What was victory but a chance to engage again in the combat? To win to-day was but to have a right to enter the fray again to-morrow. His triumph that evening in the theater only opened the door for him; and if he was to hold his own he must make ready to wrestle again and again. Each time the effort would be harder than the last. And at the end, what? He would be richer in money, perhaps, but just then money seemed to have no absolute value. He would do good, perhaps; but perhaps also he might do harm, for he knew himself not to be infallible. He would not be more contented, he feared, for he had discovered already that although success is less bitter than failure, it rarely brings complete satisfaction. If it were contentment that he really was seeking, why not be satisfied now with what he had won? Why not quit? Why not step out of the ranks and throw down his musket and get out of the way and leave the fighting to those who had a stomach for it?
As he asked himself these questions a gray shroud of melancholy was wrapped about him and all the brightness of youth was quenched in him. Probably this was the inevitable reaction after the strain of his long effort. But none the less it left him looking forward to the end of his life, and he saw himself withered and racked with pain; he saw his young wife worn and ugly, perhaps dead—and the ghastly vision of the grave glimpsed before him; he saw his boy dead also, dead in youth; and he saw himself left alone and lonely in his old age, and still struggling, struggling, struggling in vain and forever.
Then he became morbid even, and he felt he was truly alone now, as every one of us must be always. He loved his wife and she loved him, and there was sympathy and understanding between them; but he doubted if he really knew her, for he felt sure she did not really know him. There were thoughts in his heart sometimes that he was glad she did not guess; and no doubt she had emotions and sentiments she did not reveal to him.
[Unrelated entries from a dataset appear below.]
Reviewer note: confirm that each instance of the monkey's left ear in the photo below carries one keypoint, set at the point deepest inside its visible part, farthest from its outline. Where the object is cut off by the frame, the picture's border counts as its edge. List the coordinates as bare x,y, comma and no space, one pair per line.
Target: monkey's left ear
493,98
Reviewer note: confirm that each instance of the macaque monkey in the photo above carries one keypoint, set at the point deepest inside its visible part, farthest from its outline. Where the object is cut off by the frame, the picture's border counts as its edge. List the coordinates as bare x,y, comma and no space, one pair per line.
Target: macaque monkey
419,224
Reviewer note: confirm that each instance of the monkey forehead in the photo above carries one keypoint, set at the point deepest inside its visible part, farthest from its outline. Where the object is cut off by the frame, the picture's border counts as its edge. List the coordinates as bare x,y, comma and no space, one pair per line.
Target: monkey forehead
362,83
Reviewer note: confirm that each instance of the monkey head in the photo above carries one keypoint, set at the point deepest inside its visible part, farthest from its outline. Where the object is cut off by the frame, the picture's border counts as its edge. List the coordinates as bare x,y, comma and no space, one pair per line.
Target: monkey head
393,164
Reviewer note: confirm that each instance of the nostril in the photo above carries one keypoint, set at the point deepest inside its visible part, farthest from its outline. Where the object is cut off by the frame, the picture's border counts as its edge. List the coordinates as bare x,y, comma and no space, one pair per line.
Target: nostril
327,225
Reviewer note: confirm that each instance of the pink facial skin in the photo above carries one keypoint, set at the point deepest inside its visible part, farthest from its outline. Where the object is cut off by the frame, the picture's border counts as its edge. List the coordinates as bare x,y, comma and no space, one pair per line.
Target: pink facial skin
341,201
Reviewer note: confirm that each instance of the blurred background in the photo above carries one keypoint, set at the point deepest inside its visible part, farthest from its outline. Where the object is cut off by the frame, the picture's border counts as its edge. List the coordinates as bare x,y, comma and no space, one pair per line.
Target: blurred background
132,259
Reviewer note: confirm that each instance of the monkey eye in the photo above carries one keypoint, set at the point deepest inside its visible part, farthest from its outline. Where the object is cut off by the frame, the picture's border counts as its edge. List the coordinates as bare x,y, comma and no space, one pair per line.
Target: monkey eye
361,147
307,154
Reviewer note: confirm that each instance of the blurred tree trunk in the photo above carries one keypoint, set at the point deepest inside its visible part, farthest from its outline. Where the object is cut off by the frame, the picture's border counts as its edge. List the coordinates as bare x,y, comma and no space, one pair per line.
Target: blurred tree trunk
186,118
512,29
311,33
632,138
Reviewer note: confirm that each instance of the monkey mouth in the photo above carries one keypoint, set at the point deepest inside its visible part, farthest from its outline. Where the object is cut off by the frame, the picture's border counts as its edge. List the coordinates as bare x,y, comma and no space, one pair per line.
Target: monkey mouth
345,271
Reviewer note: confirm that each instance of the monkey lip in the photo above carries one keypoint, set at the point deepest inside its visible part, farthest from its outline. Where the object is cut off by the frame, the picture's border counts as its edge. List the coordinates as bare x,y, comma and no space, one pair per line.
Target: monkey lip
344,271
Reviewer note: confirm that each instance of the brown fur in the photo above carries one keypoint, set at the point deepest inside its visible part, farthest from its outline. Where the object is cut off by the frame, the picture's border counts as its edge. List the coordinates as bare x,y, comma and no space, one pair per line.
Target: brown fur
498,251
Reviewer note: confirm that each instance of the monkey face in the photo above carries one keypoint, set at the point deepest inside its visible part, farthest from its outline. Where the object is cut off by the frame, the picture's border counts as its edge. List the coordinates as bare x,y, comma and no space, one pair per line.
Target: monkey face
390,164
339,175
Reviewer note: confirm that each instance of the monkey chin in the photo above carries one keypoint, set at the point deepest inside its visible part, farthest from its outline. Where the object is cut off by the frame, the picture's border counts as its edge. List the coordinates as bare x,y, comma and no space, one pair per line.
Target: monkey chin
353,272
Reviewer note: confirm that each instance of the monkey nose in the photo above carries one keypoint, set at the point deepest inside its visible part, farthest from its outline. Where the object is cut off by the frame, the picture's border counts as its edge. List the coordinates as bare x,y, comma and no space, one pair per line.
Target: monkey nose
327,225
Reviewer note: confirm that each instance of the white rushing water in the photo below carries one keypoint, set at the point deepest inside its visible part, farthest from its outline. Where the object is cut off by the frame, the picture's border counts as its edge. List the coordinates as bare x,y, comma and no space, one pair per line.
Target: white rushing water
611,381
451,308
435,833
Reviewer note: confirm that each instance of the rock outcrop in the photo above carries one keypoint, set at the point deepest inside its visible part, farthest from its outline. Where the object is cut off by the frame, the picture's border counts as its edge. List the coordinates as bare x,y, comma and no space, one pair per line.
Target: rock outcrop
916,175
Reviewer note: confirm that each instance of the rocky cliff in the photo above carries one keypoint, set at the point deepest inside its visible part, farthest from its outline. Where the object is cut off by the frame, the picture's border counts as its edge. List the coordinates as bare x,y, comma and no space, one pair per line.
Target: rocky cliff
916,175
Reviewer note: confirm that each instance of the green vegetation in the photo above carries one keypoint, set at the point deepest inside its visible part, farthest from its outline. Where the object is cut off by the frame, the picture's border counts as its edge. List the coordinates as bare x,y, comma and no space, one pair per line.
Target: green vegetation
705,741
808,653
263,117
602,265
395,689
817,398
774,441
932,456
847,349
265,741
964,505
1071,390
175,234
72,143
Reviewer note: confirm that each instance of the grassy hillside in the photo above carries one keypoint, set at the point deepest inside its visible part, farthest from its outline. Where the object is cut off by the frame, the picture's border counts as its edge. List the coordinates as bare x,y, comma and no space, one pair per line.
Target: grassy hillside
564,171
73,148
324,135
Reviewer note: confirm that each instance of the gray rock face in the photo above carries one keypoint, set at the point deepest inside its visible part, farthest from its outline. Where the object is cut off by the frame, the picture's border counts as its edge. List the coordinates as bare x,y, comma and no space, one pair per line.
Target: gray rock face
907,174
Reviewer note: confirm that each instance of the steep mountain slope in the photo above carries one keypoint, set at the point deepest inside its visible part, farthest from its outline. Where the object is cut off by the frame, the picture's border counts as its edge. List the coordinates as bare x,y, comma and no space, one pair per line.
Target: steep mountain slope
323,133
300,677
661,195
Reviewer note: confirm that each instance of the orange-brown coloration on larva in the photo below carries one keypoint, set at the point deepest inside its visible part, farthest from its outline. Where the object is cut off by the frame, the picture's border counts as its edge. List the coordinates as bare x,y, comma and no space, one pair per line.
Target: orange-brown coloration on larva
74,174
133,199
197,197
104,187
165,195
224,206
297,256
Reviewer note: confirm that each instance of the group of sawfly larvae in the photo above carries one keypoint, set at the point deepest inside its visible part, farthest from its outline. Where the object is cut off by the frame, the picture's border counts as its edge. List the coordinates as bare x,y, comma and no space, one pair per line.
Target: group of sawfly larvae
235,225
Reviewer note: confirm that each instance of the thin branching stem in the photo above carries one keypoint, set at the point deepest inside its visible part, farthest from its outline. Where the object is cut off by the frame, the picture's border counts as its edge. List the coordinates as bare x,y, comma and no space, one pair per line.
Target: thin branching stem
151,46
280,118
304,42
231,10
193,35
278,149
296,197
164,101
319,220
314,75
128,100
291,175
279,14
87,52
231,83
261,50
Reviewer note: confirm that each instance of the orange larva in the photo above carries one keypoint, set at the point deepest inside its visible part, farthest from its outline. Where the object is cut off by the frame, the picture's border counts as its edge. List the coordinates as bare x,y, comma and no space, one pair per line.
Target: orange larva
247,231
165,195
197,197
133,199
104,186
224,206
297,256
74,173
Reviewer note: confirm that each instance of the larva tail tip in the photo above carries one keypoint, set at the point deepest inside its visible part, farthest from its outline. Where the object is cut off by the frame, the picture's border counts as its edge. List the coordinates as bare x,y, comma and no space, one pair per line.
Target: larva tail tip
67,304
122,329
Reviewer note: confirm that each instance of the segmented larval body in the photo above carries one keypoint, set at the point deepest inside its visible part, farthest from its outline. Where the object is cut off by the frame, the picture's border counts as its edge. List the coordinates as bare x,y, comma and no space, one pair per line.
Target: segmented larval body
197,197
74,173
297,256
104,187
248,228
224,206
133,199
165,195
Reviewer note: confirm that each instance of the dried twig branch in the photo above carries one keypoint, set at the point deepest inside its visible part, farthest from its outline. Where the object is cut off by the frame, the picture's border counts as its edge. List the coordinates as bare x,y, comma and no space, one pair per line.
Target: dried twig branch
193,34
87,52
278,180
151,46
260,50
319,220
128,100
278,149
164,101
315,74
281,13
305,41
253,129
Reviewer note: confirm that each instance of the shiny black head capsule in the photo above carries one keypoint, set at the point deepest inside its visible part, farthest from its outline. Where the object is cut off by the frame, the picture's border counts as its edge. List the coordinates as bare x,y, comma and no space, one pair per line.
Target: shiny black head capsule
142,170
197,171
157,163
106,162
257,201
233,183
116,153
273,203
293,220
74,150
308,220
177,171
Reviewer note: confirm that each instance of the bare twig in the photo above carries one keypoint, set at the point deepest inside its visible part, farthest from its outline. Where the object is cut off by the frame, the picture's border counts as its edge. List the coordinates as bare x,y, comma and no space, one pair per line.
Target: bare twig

After all, every human being must be a self-contained and repellent entity; and no two of them can ever feel alike or think alike. He and his wife came of different stocks, with a different training, with a different experience of life, with different ideals; and although they were united in love, they could not but be separate and distinct to all eternity. And as his wife was of another sex from his, so his boy was of another generation, certain to grow up with other tastes and other aspirations.
Wilson Carpenter’s marriage had been happy, and his boy was all he could wish,—and yet—and yet—Is this all that life can give a man? A little joy for the few who are fortunate, a little pleasure, and then—and then—For the first time he understood how it was that a happy man sometimes commits suicide. And he smiled as he thought that if he wished to choose death at the instant of life when the outsider would suppose his future to be brightest, now was the moment. He knew that there ought to be a revolver in the upper drawer of the table at the side of the bed. He turned gently; and then he lay back again, smiling bitterly at his own foolishness.
A heavy wagon rumbled along down the next street, and he heard also the whistle of a train on the river-front. These signs of returning day did not interest him at that moment when—so it seemed to him, although he was aware this was perfectly unreasonable—when he was at a crisis in his life.
Then there came to him another quatrain of Omar’s, a quatrain he had often quoted with joy in its stern vigor and its lofty resolve:
So when the Angel of the darker Drink
At last shall find you by the river-brink,
And, offering his Cup, invite your Soul
Forth to your Lips to quaff—you shall not shrink.
And youth came to his rescue again, and hope rose within him once more; and his interest in the eternal conflict of humanity sprang up as keen as ever.
The mood of craven surrender passed from him as abruptly as it had come, leaving him older, and with a vague impression as though he had had a strange and unnatural experience. He knew again that life is infinitely various, and that it is worth while for its own sake; and he wondered how it was that he had ever doubted it. Even if struggle is the rule of our existence in this world, the fight is its own reward; it brings its own guerdon; it gives a zest to life; and sometimes it even takes the sting from defeat. The ardor of the combat is bracing; and fate is a foeman worthy of every man’s steel.
So long as a man does his best always, his pay is secure; and the ultimate success or failure matters little after all, for, though he be the sport of circumstance, he is the master of himself. To be alone—in youth or in age—is not the worst thing that can befall, if the man is not ashamed of the companionship of his own soul. If his spirit is unafraid and ready to brave the bludgeon of chance, then has man a stanch friend in himself, and he can boldly front whatever the future has in store for him. Only a thin-blooded weakling casts down his weapons for nothing and flees around the arena; the least that a man of even ordinary courage can do is to stand to his arms and to fight for his life to the end.